A dormant company may pass a resolution not to appoint auditors, but not if it is a banking or insurance company or an authorised person under the Financial Services Act.
A voluntary standard format for accounts may be used by companies which have been dormant since incorporation.

Approval of accounts and directors' report:
  • The accounts must be approved by the board of directors, one of whom must sign the balance sheet.
  • The directors' report must also be approved by the board and signed by a director or the secretary.
  • In both cases, the name of the person signing should be stated and copy with an original signature should be delivered to Companies House.
The accounts must normally be considered by a general meeting of the company, usually the annual general meeting. A copy of the accounts and reports must be sent to every member or debenture holder, and anyone else entitled to attend, at least 21 days before the meeting takes place.
It is the duty of the directors to call the meeting at the appropriate time. In the case of a private company, the meeting to consider the accounts will normally be not later than 10 months after the accounting reference date. If the company's first accounts cover a period of more than 12 months, the time allowed will be restricted to 22 months from the date of incorporation.
For a public company the time allowed is 7 months after the accounting reference date or, in the case of first accounts covering more than 12 months, 19 months from incorporation, subject to there being a minimum period of 3 months following the period covered by the accounts.

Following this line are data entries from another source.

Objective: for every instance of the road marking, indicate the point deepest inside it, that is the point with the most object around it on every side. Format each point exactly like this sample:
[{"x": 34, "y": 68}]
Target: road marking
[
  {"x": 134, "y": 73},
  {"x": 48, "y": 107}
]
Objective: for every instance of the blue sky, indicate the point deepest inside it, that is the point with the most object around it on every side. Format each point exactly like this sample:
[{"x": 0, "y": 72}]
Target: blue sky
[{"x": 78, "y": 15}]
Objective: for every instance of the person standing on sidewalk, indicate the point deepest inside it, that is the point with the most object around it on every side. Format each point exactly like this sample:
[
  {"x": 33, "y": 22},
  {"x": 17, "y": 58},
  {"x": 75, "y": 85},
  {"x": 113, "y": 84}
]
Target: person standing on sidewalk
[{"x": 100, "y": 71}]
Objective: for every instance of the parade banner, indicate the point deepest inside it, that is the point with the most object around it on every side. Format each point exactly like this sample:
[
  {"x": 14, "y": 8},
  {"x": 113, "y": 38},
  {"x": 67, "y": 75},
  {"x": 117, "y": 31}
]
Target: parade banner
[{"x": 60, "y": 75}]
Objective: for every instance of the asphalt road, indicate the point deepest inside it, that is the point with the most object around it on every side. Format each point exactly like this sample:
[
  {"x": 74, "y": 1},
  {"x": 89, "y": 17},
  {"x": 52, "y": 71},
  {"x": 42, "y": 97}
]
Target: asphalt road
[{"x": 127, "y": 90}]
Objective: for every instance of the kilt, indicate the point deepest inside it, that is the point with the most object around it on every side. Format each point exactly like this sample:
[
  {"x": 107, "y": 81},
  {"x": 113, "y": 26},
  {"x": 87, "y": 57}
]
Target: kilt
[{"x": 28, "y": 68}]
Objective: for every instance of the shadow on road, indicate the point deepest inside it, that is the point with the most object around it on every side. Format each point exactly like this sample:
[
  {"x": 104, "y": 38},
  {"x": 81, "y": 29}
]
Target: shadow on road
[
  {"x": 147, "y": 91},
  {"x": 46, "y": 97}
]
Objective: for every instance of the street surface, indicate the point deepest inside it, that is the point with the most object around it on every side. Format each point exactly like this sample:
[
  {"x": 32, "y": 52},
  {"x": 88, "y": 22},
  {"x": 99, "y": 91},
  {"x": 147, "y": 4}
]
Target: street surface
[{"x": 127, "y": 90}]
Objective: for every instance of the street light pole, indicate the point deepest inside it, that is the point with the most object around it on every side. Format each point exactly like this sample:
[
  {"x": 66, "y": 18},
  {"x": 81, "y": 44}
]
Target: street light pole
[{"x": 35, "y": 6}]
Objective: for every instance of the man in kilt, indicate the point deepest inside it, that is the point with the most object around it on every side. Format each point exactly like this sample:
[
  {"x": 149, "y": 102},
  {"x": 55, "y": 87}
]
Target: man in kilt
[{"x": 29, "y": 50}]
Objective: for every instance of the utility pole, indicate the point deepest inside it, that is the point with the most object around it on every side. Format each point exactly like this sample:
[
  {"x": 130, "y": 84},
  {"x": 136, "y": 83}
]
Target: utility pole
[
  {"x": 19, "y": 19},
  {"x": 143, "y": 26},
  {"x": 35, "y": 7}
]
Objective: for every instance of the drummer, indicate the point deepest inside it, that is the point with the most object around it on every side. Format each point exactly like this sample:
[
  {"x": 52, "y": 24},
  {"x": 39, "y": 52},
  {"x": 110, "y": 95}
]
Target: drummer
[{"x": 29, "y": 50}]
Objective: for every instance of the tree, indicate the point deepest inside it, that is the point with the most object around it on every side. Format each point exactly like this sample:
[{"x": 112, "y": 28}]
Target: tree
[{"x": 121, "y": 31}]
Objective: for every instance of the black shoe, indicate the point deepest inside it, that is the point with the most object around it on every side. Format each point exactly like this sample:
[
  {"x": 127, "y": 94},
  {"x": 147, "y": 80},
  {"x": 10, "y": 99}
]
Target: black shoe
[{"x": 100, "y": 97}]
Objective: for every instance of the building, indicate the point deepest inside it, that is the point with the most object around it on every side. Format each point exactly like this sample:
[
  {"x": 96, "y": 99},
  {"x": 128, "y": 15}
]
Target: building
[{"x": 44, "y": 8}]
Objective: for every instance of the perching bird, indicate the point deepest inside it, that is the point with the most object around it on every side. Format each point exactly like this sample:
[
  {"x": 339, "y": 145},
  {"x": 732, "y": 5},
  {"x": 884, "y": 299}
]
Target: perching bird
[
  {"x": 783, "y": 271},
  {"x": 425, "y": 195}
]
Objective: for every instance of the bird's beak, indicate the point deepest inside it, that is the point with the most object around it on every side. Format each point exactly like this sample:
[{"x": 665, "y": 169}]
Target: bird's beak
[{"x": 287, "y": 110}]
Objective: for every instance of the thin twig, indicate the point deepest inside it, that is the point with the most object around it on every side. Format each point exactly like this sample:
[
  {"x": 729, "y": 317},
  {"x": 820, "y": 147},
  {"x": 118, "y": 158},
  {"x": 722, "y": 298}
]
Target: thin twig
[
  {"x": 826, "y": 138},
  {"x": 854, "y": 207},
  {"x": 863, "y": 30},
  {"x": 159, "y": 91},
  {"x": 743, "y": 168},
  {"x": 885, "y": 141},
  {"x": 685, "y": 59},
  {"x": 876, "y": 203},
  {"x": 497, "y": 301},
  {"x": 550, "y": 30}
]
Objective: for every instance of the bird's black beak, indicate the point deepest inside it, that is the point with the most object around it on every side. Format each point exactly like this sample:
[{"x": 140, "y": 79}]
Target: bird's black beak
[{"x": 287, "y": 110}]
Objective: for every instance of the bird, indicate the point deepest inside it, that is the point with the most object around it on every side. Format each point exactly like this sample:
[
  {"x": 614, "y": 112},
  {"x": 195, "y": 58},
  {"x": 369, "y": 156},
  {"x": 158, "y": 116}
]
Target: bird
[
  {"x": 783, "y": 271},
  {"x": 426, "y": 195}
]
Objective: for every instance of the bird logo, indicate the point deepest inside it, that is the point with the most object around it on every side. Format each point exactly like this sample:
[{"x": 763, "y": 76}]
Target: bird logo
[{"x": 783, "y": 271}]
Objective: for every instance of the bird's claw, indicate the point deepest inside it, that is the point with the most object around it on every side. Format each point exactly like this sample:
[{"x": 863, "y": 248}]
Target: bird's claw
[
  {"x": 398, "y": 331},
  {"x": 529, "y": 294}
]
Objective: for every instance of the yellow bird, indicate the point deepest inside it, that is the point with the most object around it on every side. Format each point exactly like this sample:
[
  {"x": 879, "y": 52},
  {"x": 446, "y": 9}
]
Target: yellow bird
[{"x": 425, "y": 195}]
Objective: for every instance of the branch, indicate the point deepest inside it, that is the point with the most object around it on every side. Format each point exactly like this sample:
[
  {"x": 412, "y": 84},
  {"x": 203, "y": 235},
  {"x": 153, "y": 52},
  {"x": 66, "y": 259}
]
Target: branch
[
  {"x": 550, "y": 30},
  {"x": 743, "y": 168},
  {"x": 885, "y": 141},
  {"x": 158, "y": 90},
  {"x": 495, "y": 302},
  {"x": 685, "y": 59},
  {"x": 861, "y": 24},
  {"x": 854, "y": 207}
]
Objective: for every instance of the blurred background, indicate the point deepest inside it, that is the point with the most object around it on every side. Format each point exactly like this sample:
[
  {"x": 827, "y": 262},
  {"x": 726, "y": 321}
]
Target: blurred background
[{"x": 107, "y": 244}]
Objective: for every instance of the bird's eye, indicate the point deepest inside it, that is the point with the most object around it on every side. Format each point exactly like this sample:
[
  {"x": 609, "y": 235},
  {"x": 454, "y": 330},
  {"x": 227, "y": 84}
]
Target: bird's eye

A company may be able to claim extra time if it has overseas interests (in which case form 244 should be sent to Companies House) or if the Secretary of State has agreed that there are special reasons for doing so. In either case, the extension must be arranged before the end of the period originally allowed for delivery of the accounts.
While a company may pass an elective resolution to dispense with the laying of accounts and reports before a general meeting, the accounts and reports would still need to be circulated.

The time allowed for delivering accounts to Companies House is the same as is allowed for laying them before a general meeting. When accounts are delivered late, there is an automatic civil penalty in the range of £100 to £1000 for a private company and £500 to £5000 for a public company. Also, the directors are personally responsible for the delivery of accounts to Companies House. They are liable to prosecution in the Magistrates' Court (the Sheriff Court in Scotland) if the accounts are delivered late or not at all. A conviction would mean a criminal record and usually a fine of up to £5000. Persistent failure to delivery accounts or other documents on time could mean a daily default fine of up to £500. It could also result in the disqualification of those concerned as company directors.